Saturday, 14 December 2019

Dirty Vocational Subjects Sullying the August Disciplines

https://www.wired.com/story/how-we-learned-to-love-pedagogical-vapor-stem/

"just tell me what STEM is. Above all, I want to know how science, a byword for all knowledge, and mathematics, the great harmonies of the universe—two august disciplines that have defined education since antiquity—yoked themselves to the vocational field of engineering and, worst of all, to “technology,” which could mean almost anything from space mirrors to VSCO girls."

... I can't tell if Virginia is being faceitious or not.  Probably not.  Brains are paramount in academics, they may as well be in jars.
I wonder what Matt Crawford would say about this dismissal of manual intelligence.

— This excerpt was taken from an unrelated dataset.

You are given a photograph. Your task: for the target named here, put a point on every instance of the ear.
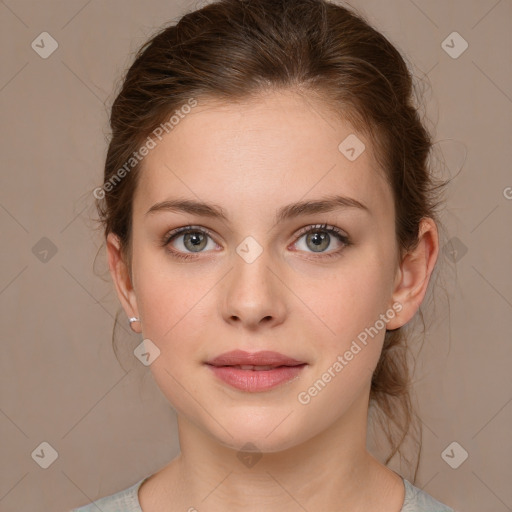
(413, 274)
(121, 276)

https://temkblog.blogspot.com/2019/09/there-is-no-stem.html


As one of those vocational teacher types the 'august disciplines" have yoked themselves to, I'm once again thumped in the head with just how classist the education system is, but it was a bit of a shock to see WIRED advocating it.  I wrote about how there really is no such thing as STEM, at least in Ontario classrooms, in September.   Nice to see WIRED weighing in on the pedagogical smokescreen that is STEM, though I don't think they disentangled it very effectively.


Good to remember that not all academics are so prejudiced.

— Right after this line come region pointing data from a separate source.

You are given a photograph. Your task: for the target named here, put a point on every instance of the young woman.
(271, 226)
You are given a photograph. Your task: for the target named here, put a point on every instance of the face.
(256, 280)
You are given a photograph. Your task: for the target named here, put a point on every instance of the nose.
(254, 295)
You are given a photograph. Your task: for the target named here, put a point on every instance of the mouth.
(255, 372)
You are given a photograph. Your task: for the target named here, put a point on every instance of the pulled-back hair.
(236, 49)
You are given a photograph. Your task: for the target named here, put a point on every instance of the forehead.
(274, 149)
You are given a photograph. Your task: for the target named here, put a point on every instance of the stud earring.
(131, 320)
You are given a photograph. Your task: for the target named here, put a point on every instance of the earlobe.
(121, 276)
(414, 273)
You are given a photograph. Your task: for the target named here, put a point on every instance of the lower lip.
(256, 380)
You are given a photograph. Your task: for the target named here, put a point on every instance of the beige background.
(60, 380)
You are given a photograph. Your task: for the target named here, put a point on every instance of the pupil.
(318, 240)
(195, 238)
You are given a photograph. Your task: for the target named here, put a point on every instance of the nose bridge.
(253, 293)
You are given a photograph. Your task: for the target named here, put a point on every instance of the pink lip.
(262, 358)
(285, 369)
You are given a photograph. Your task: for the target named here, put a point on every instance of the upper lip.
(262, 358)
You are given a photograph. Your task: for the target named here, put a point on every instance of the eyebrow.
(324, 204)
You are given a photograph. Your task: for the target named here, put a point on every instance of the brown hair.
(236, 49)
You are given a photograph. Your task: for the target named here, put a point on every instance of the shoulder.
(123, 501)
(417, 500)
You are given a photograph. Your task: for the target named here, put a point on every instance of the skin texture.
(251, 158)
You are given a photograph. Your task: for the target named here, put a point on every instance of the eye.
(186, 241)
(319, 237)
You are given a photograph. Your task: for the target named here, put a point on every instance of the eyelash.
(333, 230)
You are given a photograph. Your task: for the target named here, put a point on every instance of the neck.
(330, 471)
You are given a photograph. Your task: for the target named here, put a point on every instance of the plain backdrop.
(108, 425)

Mathematics (aka: 'the great harmonies of the universe') and science ("a byword for knowledge") are pretty much all STEM are about when it comes to application in the classroom.  There has been no real movement on technology and engineering in the high schools where we are.  All STEM has done is paid for math manipulables and fund science.  Technology and especially engineering are still an afterthought at best.  If you've been fooled by the STEM smokescreen to think that there is any collaboration between those august disciplines and the filthy vocational classes, you can relax, because there isn't.  If you want to be an engineer in university, take science and maths courses, because that's all there are in most high schools.

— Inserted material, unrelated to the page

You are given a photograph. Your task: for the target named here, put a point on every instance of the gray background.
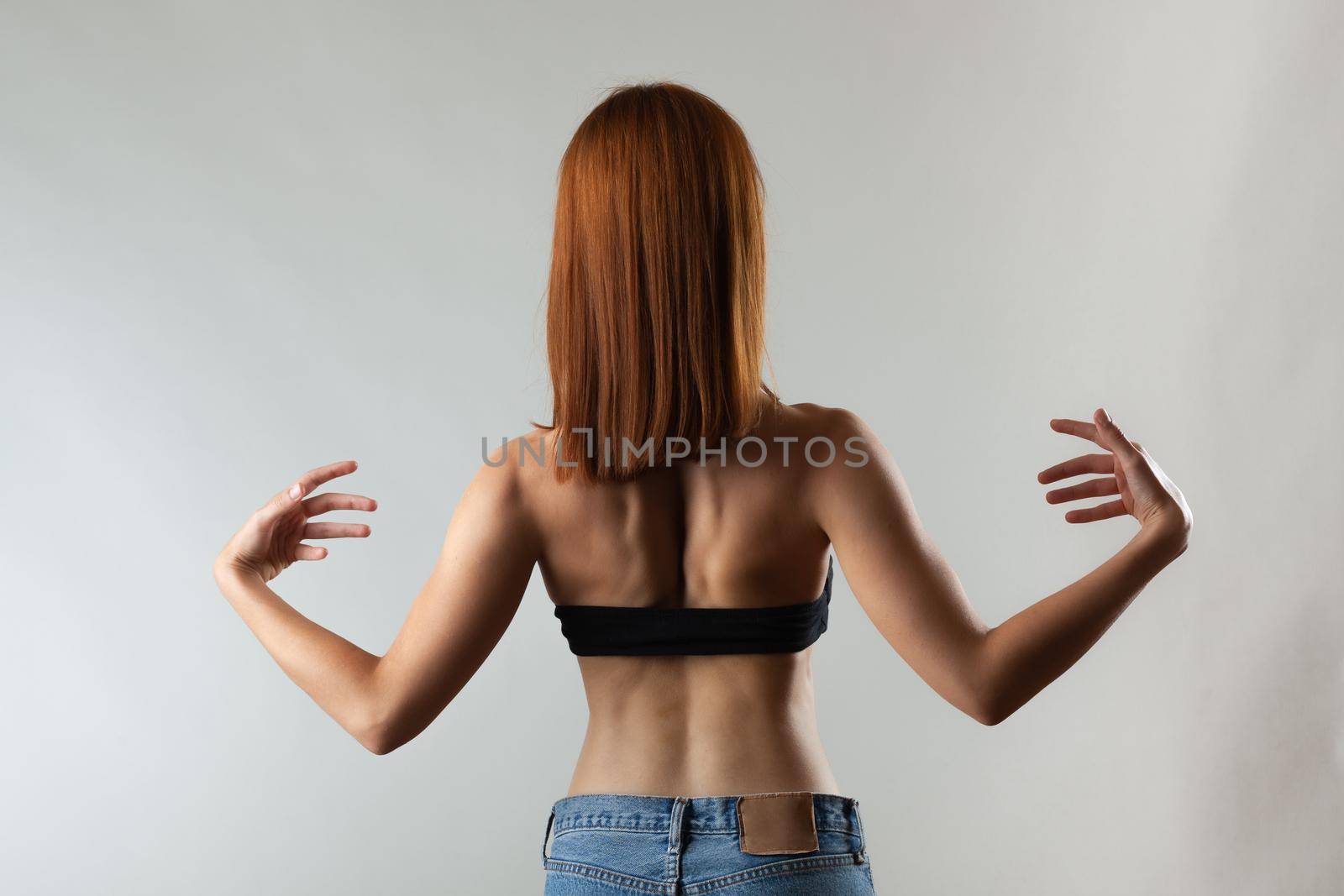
(241, 239)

If you've ever wondered why technology students (and their teachers) feel disenfranchised in their own schools, WIRED has made that adundantly clear in this month's edition.  We're less than, we get it.
An op-ed piece on how the august disciplines that have defined education since antiquity have yoked themselves to vocational fields, along with a cover article about one of those vocational types who dropped out of engineering to make things.  WIRED's come here go away editorial stance is a bit hard to follow.
You'd expect academic types in The Atlantic to rip on skills based education in favour of their own university disciplines, but WIRED ripping on engineering and technology?  I'm at a loss to understand the end game there.  The philosopher in me wants to pull out Aristophanes' Clouds and take a swing at the hallowed halls of academia while the technician wants to point out that people were apprenticing in the trades millenia before anyone was throwing square hats in the air, if we're going to talk about what has defined education since antiquity.

STEM is indeed nonsense, and I don't disagree with a lot of what Virginia says about how the STEM smokescreen has gone down, other than to say that STEM never really happened at all for those of us at the bottom end of the educational value spectrum.